BURG DES MONATS






Pöggstall - Schloss Rogendorf


Der Name Pöggstall kommt als „Pehstal“ um 1135 erstmals vor. Damals schenkte die Gräfin Adelheid von Hohenberg-Wildberg das umliegende Gebiet dem Benediktiner-Kloster Kremsmünster, das hier ein Tochterkloster errichten sollte. Es blieb aber bei der Errichtung der Kirche zur Hl. Anna, die 1140 geweiht wurde. 1218 wird ein Heinricus de Pechstal erwähnt. Er dürfte in einem später abgebrochenen Wohnturm gehaust haben. Im Stiftungsbuch von St. Bernhard erscheint als Besitzer der Herrschaft um 1240 jener Otto II von Maissau, den der böhmische König Ottokar II 1265 im mährischen Aichhorn hingerichtet ließ. Um diese Zeit dürften die ersten Bauten des heutigen Schlosses errichtet worden sein. 1291 soll die Wasserburg im Adelsaufstand gegen Herzog Albrecht I zerstört worden sein. 1299 ist Ulrich von Maissau urkundlich nachweisbar. Sein Sohn Konrad war Oberster Marschall in Österreich. Bereits damals war das Landgericht mit dem landesfürstlichen Lehen verbunden. Otto IV, der letzte Maissauer, zog gegen die Hussiten, machte sich aber des Landesverrates verdächtig und verlor etwa die Hälfte seiner Güter. Nach seiner Freilassung verbrachte er seinen Lebensabend zurückgezogen in Pöggstall, übertrug aber bereits 1433 seinen Pöggstaller Besitz mit Bewilligung Herzog Albrechts VI an Georg und Christoph von Liechtenstein. Auf die Familie Liechtenstein folgten die Ebersdorf und 1450 die Wiener Patrizierfamilie Holzer. Konrad Holzer war Bürgermeister von Wien. Er schloss sich der Partei des jungen Königs Ladislaus Postumus an, fiel aber später bei ihm in Ungnade. 1457 ließ König Ladislaus Schloss Pöggstall durch seinen Hauptmann Wilhelm Pebringer belagern, wobei die Städte Krems und Stein 60 Mann und drei Kanonen beistellen mussten. Die Herrschaft wurde anschließend beschlagnahmt.

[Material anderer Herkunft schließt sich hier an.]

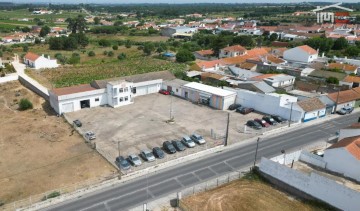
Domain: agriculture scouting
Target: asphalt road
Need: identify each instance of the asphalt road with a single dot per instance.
(135, 192)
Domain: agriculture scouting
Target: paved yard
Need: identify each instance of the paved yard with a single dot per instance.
(143, 125)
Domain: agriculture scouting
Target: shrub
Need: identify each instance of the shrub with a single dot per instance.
(25, 104)
(91, 53)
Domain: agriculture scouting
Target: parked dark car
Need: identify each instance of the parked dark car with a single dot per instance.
(77, 123)
(262, 122)
(345, 110)
(122, 163)
(178, 145)
(270, 120)
(169, 147)
(253, 124)
(159, 153)
(244, 110)
(234, 106)
(278, 118)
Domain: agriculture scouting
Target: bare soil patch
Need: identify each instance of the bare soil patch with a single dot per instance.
(39, 151)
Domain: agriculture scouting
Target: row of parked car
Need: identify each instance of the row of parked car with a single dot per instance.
(266, 121)
(170, 147)
(240, 109)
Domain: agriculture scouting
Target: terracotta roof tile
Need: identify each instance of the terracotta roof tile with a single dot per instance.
(351, 144)
(308, 49)
(344, 96)
(311, 104)
(31, 56)
(73, 89)
(235, 48)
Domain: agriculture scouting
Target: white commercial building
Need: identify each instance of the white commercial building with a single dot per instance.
(301, 54)
(113, 92)
(37, 62)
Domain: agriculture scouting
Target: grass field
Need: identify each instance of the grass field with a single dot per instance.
(246, 194)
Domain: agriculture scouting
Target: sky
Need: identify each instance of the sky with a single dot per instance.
(169, 1)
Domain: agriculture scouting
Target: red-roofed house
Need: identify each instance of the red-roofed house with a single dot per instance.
(344, 157)
(232, 51)
(37, 62)
(301, 54)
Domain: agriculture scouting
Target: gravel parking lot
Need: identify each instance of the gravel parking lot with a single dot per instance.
(143, 125)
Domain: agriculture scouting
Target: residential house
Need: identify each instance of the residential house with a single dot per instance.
(344, 98)
(35, 61)
(208, 95)
(313, 108)
(350, 81)
(204, 54)
(113, 92)
(347, 68)
(301, 54)
(343, 157)
(232, 51)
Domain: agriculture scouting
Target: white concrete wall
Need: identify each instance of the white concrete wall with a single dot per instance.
(348, 165)
(315, 185)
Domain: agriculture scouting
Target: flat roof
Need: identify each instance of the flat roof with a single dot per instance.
(210, 89)
(73, 89)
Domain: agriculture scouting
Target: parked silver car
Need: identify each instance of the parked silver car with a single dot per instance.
(147, 155)
(197, 138)
(187, 141)
(135, 160)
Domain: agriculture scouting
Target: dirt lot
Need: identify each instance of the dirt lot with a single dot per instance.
(40, 151)
(142, 125)
(244, 195)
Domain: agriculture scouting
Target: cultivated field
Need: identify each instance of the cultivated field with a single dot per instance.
(244, 195)
(39, 151)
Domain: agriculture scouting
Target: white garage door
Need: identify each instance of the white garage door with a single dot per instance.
(67, 107)
(141, 90)
(152, 89)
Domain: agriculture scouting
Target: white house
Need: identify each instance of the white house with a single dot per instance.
(37, 62)
(232, 51)
(113, 92)
(302, 54)
(343, 157)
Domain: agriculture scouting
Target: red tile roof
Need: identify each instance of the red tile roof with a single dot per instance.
(308, 49)
(351, 144)
(73, 89)
(344, 96)
(31, 56)
(235, 48)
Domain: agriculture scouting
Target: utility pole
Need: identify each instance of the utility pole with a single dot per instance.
(290, 113)
(257, 147)
(227, 130)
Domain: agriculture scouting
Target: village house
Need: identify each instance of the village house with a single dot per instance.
(35, 61)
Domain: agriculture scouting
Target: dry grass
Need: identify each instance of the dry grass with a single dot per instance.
(244, 195)
(39, 151)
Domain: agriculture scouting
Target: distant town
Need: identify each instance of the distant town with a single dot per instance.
(180, 106)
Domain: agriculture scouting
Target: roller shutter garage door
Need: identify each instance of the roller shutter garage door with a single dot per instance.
(152, 89)
(67, 107)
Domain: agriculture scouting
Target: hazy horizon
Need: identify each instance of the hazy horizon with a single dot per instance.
(167, 1)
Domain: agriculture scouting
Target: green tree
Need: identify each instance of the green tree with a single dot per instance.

1460 belehnte Kaiser Friedrich III den Sohn des bereits verstorbenen Konrad Holzers wieder mit Pöggstall. 1478 erwarb Kaspar I von Rogendorf, dem auch die Rosenburg gehörte und der zeitweise das Amt eines Burggrafen auf Schloss Steyr ausübte, die Herrschaft. Er ließ sich zwei Jahre später unmittelbar neben dem Schloss die St. Gilgen-Kapelle als Schlosskirche und Begräbnisstätte errichten. Nach dem Bau des Rondells wurde die Kirche auch in den äußeren Befestigungsring einbezogen. Pöggstall blieb bis 1601 im Besitz seiner Nachkommen. Unter ihnen erhielt das Schloss seine heutige Gestalt, da die bisherigen Bauten keineswegs der Bedeutung der Familie Rogendorf entsprachen. Bekanntester Schlossherr war der Diplomat und Feldherr Wilhelm von Rogendorf, ein Sohn Kaspars. Er diente mehreren Kaisern als Feldhauptmann und machte sich vor allem als Befehlshaber des deutschen Fußvolkes in Spanien verdient. Sein Prunkharnisch gehört noch heute zu den Zimelien der Waffensammlung des Wiener Kunsthistorischen Museums. Wilhelm zählte zum engsten Freundeskreis des Kaisers Maximilian I. 1521 wurde er in den Freiherrenstand erhoben. 1539 wurde ihm und seinen Nachkommen das Erblandhofmeisteramt in Österreich unter der Enns verliehen. Das Schloss ging in sein freies Eigen über und erhielt den Namen Rogendorf. Außerdem wurde ihm auch das Landgericht übertragen. Trotz der Furcht einflößenden Folterkammer, die mit dem Landgericht verbunden war, wurden in Pöggstall seit 1628 lediglich 11 Hinrichtungen durchgeführt. Sogar das Recht auf eine eigene Münzstätte wurde Wilhelm zugesprochen. Bei ihren Untertanen waren die Rogendorfer aber nicht sehr beliebt, da sie diese mit ungerechtfertig hohen Abgaben und maßloser Robot drangsalierten. Dies führte zu Beschwerden bei Kaiser Rudolf II, der den Bauernschinder sogar vorübergehend festnehmen ließ.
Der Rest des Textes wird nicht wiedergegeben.